How your top-tipped ASX large-caps of 2023 fared
Looking back over the stocks named last year by Livewire readers, the love affair with battery metals caused some red ink to be spilled in the performance stakes. As the following list shows, the big lithium plays Allkem (ASX: AKE) and Mineral Resources (ASX: MIN) delivered negative returns in the calendar year to the end of November. Also dipping into the red was a biomedical firm that’s long been lauded as one of Australia’s most successful multinational companies.
It was a different story for the mainstream commodities companies, with two of the ASX’s biggest miners ranking second and third in terms of performance.
The commentary following the table below works through each of these, from number 1 through to number 10, helping to bring you up to date with the big news items for each of them across 2023.
NOTE: This list reflects views held by a subset of Livewire’s audience. It is intended to inspire ideas for your investment research but is not financial advice. Before making any investment decision, always consult a professional adviser who can consider your own circumstances.
1. Xero (ASX: XRO): 46.65%
- Market cap: $15.32 billion
- Broker consensus: STRONG BUY based on 20 rating (15 buy, 5 hold, 0 sell)
The accounting software firm has long been a poster child for successful Australian “network effect” businesses. But it was also unprofitable for much of the time since it was founded in New Zealand in 2006, only announcing its first profit back in 2018.
For a while now, Xero has been walking a tightrope between profit and revenue growth – a struggle that underpinned its 12% share price fall on the back of its first-half earnings announcement on 9 November.

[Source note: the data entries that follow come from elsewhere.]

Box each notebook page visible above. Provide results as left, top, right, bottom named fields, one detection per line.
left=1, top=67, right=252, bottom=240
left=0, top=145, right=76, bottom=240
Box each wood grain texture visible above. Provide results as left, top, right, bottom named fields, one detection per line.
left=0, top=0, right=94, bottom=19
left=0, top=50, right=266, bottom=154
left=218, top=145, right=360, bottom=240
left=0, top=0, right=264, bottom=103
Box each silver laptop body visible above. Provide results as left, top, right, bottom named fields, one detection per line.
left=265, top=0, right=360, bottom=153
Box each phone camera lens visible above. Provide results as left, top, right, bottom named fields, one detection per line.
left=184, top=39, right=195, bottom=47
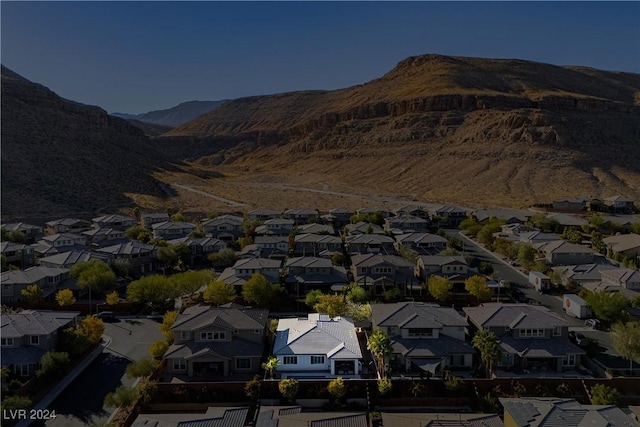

Market Matters’ James Gerrish recently reaffirmed his holding of the stock: “We believe the reaction to the miss has been overdone and primarily driven by the market being long/overweight the stock after May’s strong earnings report.”
Gerrish noted he was keen to see the outcome of Xero’s review of its US business, in which the firm has invested around $30 million in the last decade.
“However, we are looking to reduce our tech exposure in 2024, which compounds why we don't want to fade this initial knee-jerk to the downside,” he said.
“But we do think the business is moving towards a more solid, balanced footing as they leverage the nearly 4 million customers they have globally.”
That said, Gerrish also believes the share price will “struggle to push meaningfully higher in the short term.”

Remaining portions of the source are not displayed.